Soft or Slender : mechanics of Nature-inspired, highly deformable bodies
« La chétive pécore, s’enfla si bien qu’elle creva ». « Je plie, et ne romps pas ». While taking inspiration from the living, La Fontaine noticed examples of organisms – frog and reed – that deform strongly, sometimes beyond unrecoverable limits.
Spectacular changes in shapes may emerge either because materials are soft enough to undergo large deformations (gels, elastomers, living tissues…) or because the structures are slender enough to allow for large displacements (filaments, membranes…). Both situations are ubiquitous among living organisms, from tendons, muscles and arterial membranes, to the pads of the gecko lizard and elongated tree branches.
Starting from the basics of elasticity, we will put emphasis on the relevant length and time scales specific to soft matter. Using examples primarily inspired from Nature, we will illustrate the relationship between some ingenious textures and structures and their mechanical performances.

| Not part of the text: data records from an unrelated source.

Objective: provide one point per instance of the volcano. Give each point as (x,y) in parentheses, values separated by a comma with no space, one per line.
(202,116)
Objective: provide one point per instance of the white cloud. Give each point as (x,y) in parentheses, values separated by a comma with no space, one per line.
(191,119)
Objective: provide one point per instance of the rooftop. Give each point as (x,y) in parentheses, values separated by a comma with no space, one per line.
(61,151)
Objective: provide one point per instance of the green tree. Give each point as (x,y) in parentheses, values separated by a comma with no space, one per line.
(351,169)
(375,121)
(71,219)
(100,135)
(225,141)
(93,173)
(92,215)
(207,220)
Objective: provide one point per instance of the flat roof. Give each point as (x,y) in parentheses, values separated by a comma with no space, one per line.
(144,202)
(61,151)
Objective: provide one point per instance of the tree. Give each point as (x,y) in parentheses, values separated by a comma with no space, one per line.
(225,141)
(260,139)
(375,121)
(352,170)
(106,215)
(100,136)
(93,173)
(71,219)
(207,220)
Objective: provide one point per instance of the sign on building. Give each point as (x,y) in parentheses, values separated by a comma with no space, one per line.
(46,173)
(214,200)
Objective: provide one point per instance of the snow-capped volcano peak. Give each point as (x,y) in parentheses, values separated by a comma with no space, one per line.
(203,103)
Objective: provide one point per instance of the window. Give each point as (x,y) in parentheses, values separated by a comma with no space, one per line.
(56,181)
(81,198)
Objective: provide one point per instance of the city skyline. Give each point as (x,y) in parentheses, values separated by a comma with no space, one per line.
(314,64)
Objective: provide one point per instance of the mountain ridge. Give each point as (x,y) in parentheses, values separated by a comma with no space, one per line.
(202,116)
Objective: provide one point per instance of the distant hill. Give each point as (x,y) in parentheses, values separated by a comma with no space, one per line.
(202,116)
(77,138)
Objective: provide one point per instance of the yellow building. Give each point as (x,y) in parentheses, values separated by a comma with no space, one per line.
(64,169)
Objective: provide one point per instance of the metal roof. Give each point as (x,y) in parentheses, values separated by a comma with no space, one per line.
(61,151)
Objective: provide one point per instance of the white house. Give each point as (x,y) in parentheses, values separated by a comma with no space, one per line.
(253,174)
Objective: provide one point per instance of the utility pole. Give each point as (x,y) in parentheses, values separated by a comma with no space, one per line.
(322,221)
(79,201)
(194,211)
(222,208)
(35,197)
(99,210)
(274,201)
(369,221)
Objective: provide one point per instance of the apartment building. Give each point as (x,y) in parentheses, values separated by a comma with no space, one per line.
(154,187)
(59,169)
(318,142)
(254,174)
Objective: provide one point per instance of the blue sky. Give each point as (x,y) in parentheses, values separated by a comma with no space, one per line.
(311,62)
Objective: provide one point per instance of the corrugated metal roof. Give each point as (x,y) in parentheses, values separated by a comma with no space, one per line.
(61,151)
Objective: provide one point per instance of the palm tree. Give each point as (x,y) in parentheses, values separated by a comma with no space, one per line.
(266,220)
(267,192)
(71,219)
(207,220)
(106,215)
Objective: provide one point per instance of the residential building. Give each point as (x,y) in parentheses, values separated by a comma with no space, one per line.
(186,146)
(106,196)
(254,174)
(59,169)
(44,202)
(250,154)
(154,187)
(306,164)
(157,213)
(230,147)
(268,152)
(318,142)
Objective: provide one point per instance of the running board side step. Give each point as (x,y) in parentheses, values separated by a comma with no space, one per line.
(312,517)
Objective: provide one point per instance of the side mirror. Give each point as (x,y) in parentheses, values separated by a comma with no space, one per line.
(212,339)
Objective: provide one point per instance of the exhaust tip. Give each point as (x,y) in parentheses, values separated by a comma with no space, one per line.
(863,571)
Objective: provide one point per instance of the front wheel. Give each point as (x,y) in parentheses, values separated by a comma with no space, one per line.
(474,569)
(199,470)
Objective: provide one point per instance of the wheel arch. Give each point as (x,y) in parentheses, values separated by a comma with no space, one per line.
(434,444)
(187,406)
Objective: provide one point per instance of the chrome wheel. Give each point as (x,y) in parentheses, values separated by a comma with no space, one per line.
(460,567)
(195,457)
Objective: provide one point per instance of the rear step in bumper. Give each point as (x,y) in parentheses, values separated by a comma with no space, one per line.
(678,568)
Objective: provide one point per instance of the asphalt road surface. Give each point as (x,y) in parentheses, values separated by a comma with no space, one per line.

Our journey will confront us with those phenomena (adhesion, friction, fracture, shape conformation and morphology changes) living bodies have managed to deal with in order to perform their fundamental tasks (locomotion, nutrition, reproduction…).
When softness matter
Lecture 1: Be wise, linearize! [Basics of small derformation elasticity]
Lecture 2: Go Non-linear [Specificity of finite strain Elasticity, Instabilities]
When slenderness matters
Lecture 3: The shape of elastic lines [Equilibrium of rods, Euler's elastica]
LEcture 4: How rods fails [Buckling instability]
When time matters
Lecture 5: Solids that flow and ooze [Basics of visco- and poro-elasticity]
When ripples matter
Lecture 6: Plates and wrinkling [Mechanics of plates, bending versus stretching, wrinkling instability]
When Surfaces matter
Lecture 7: Sticky stuff [Basics of Adhesion]
Lecture 8: Why things hold ? How things break ? [Fracture Mechanics of Soft Solids]
When shape matters
Lecture 9: Challenging Gauss [Basics of shape-morphing]
No prerequisites. The course will start from basics of the theory of elasticity.
The grades will be based on two components :
1/3 will be based on the oral presentation of a kitchen experiment by pairs of students.
2/3 will be on a written exam based on one or two research articles.